IsisCB / IsisCBLegacyDigitization

MIT License
0 stars 0 forks source link

IsisCBLegacyDigitization

This repository contains TEI transcriptions of 7 volumes of the ISIS CB bibliography of science, and associated scripts and transformations for converting the transcriptions into structured bibliographic metadata.

The volumes were transcribed to TEI Tite by Apex CoVantage. The transcriptions capture basic textual features including some headings, paragraphs, lists, tables, and typographical variation (bold and italics).
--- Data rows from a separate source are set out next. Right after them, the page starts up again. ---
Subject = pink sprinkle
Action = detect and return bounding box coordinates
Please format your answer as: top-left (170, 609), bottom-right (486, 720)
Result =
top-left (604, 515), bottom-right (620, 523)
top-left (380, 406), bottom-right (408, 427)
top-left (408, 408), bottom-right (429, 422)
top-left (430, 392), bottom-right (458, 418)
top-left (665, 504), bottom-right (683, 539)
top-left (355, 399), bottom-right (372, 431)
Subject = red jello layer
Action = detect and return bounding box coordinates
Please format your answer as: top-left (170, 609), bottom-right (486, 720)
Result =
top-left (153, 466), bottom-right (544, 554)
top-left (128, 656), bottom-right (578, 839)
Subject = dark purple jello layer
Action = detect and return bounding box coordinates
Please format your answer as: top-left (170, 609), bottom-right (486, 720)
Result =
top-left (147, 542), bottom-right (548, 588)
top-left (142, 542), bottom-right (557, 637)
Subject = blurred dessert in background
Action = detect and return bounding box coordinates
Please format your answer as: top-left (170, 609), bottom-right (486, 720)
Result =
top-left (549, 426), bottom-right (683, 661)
The transformation pipeline, written in the XProc language, strings together a sequence of dozens of XSLT transformations to recognise semantic structures latent in the text and embed detailed TEI markup to model them explicitly, producing a TEI-encoded bibliography whose content is easily machine-readable.

e.g.

Relatively unstructured text as input:

<p>STEPHANIDES, M. Fusikē &#8216;istoría tôn léxeōn. [The natural history of words. (In Greek)] 
<i>&#8216;Ēmerológion tês Megálēs &#8216;Elládos,</i> 1925, 4: 475–87.</p>

Structured bibliographic citation as output:

<bibl xml:id="p33-36" type="journalArticle">
  <author>STEPHANIDES, M. </author>
  <title>Fusikē ‘istoría tôn léxeōn. [The natural history of words. (In Greek)] </title>
  <title level="j">‘Ēmerológion tês Megálēs ‘Elládos,</title> 
  <date>1925</date>, 
  <biblScope unit="volume">4</biblScope>: 
  <biblScope unit="pp">475–87</biblScope>.
</bibl>

The final stage of the pipeline extracts these bibliographic records into a tabular form for import into a bibliographic database.